Il marziano a Roma – sempre che una volta atterrato abbia trovato tangenziali libere, ponti non allagati, e treni privi di chiodi piazzati sui binari dal deep state all’amatriciana – vedrebbe un paese, nonostante la presidenza pro tempore del G7, escluso dai tavoli internazionali che contano, come per esempio i vertici atlantici sull’Ucraina, malgrado le sceneggiate su Twitter del ministro Guido Crosetto, suscettibile come un adolescente ogni qual volta qualcuno osa pensare che il governo Meloni sia un’entità impalpabile ritenuta inaffidabile da tutta l’Europa, tranne che dall’Ungheria, e dagli Stati Uniti.
Il marziano a Roma vedrebbe con i suoi occhi un paese dei balocchi della demagogia, una classe dirigente che si informa su Dagospia, un’opposizione guidata da una capetta di assemblea studentesca e per il resto agitata dai pruriti adolescenziali di quelli che in teoria dovrebbero interpretare la parte degli adulti. Il marziano troverebbe i salotti televisivi simili a un sistema fognario che crea e raccoglie, ma non riesce a smaltire, un dibattito pubblico fortemente inquinato da ciarlatani, lestofanti e mangiatori di fuoco.

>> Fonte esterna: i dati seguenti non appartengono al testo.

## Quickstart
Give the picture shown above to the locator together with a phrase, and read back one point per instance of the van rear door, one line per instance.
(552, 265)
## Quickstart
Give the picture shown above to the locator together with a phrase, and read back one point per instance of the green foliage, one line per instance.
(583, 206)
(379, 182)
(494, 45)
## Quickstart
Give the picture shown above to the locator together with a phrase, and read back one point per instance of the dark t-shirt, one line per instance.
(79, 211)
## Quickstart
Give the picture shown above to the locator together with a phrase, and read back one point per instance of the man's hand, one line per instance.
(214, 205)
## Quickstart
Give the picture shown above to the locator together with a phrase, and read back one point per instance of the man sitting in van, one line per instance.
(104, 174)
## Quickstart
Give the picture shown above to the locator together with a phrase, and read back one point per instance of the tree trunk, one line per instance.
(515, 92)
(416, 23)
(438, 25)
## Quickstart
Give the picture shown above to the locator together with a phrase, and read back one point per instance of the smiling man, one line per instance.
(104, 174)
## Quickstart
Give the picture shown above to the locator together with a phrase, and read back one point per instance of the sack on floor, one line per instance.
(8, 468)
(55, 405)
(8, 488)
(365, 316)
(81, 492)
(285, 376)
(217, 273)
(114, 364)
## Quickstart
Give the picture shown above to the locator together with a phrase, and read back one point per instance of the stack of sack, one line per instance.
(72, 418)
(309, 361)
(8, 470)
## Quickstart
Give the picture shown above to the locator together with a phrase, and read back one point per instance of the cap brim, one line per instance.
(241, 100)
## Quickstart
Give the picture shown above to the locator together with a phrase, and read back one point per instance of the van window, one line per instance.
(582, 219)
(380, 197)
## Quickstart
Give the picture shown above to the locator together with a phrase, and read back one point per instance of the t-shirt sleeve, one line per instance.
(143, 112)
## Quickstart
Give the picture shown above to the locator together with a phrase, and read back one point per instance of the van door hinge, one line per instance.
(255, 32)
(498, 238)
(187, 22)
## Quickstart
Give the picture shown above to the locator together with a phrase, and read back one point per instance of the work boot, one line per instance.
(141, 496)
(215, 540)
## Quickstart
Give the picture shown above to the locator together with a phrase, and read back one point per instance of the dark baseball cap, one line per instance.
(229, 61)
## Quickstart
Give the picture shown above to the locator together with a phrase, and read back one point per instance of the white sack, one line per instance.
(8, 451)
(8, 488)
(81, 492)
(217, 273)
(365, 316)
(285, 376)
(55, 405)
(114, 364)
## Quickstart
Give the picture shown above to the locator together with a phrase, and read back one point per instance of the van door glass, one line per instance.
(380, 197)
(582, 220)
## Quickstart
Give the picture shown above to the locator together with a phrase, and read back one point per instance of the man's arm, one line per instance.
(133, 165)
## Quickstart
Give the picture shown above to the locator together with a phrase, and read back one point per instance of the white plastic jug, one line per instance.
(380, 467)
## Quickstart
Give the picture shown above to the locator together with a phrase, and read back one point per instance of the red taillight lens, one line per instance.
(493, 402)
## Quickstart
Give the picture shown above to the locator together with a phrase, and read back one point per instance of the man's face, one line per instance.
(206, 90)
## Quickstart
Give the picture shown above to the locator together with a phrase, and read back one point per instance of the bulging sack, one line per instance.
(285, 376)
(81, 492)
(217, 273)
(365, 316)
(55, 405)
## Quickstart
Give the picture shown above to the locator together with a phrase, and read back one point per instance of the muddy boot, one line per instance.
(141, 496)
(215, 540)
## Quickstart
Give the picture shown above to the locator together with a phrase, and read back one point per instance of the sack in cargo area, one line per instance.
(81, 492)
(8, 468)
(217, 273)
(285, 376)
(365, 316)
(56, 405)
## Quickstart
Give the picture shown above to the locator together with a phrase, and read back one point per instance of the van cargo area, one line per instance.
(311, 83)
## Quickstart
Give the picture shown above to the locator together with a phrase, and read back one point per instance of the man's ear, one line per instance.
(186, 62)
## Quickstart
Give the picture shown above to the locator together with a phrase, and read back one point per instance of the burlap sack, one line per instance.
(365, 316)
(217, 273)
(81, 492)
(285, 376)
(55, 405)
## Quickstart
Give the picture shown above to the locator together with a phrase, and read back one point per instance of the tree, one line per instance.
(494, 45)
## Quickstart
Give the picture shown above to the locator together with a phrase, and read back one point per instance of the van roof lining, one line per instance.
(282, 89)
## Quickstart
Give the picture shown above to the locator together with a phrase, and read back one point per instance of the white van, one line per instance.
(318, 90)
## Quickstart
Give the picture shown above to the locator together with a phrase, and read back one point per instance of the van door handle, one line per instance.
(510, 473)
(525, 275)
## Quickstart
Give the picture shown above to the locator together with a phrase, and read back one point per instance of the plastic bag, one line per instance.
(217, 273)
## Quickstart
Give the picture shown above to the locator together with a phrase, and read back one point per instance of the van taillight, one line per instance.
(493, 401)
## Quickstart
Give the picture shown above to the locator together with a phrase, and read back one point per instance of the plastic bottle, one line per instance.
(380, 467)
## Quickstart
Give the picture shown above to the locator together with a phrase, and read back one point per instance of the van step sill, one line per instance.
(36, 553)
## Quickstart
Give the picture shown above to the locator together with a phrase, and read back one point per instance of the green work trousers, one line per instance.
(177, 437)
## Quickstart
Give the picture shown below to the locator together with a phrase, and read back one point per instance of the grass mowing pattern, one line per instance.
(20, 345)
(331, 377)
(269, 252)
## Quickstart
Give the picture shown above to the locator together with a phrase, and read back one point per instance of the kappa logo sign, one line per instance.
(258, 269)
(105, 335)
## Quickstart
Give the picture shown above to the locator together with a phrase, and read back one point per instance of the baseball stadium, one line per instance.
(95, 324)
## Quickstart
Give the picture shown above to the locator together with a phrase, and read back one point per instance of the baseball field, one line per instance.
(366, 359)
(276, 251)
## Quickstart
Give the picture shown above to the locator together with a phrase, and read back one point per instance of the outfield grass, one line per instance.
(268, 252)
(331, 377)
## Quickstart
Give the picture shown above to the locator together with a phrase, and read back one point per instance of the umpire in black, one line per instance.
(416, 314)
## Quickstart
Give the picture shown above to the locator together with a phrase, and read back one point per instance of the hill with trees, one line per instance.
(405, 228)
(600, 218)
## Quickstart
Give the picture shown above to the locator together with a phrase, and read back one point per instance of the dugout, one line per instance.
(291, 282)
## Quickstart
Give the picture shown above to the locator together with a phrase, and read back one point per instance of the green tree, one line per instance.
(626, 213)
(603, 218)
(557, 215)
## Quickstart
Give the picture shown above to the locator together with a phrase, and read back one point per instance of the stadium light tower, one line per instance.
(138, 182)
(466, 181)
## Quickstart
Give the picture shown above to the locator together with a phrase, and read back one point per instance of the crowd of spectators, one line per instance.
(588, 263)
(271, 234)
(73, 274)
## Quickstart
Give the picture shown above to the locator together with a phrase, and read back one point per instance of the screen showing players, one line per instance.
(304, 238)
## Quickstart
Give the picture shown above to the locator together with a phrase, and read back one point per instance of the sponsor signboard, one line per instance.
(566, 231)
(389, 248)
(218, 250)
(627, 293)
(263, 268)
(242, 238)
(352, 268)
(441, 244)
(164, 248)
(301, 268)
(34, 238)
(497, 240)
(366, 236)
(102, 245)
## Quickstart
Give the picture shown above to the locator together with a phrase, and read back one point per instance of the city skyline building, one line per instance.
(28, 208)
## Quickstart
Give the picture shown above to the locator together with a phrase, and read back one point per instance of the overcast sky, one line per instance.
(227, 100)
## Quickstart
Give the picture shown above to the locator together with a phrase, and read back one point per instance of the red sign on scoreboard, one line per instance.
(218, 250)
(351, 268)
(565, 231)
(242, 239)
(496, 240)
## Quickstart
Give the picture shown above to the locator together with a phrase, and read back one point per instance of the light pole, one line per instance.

Il marziano che uscisse indenne dal rapporto con un fisco vessatorio, da una sanità da terzo mondo e da un sistema giudiziario irresponsabile vedrebbe davanti a sé un’Italia sempre più simile a una Silicon Valley del populismo (copyright di Giuliano da Empoli), in implacabile declino demografico e con un sistema pensionistico che non è ancora andato a carte quarantotto soltanto perché è stato salvato anni fa da Elsa Fornero, la quale anziché essere stata incoronata regina d’Italia per meriti epocali è stata invece spernacchiata dagli irresponsabili che oggi siedono al governo e dai quaquaraquà che per fortuna almeno stanno all’opposizione.
Non è un caso che Elon Musk si trovi così a suo agio in Italia, un paese che scambia per un progetto di investimento tecnologico privato la capiente greppia di denaro pubblico che fa gola a tutti, anche a un fantastiliardario come Musk. Così come non è un caso che l’Italia sia il paese più manipolabile dalle influenze russe, un paese capace ancora oggi di organizzare carnevalate rossobrune, un paese fremente di palpitazioni emotive per la fine della carriera terroristica di Yahya Sinwar.
Il povero marziano che arrivasse a Roma, d’altro canto, non desterebbe nessuno scalpore, perché più che come un extraterrestre sarebbe accolto come una delle mille maschere che già popolano l’avanspettacolo italiano. Il marziano non costituirebbe nessuna novità, non stimolerebbe alcuna curiosità, non correrebbe il rischio di annoiare il pubblico. Il marziano si troverebbe bene nell’Italia di questi anni, pretenderebbe il posto fisso in televisione e non tornerebbe malinconicamente nel suo pianeta. Resterebbe qui, dove siamo condannati a restare anche noi talmente anziani da ricordare di quando si riusciva ancora a fare satira «sull’espansione verticale dell’Italia» e ingenuamente si sognava di mandare i fascisti su Marte.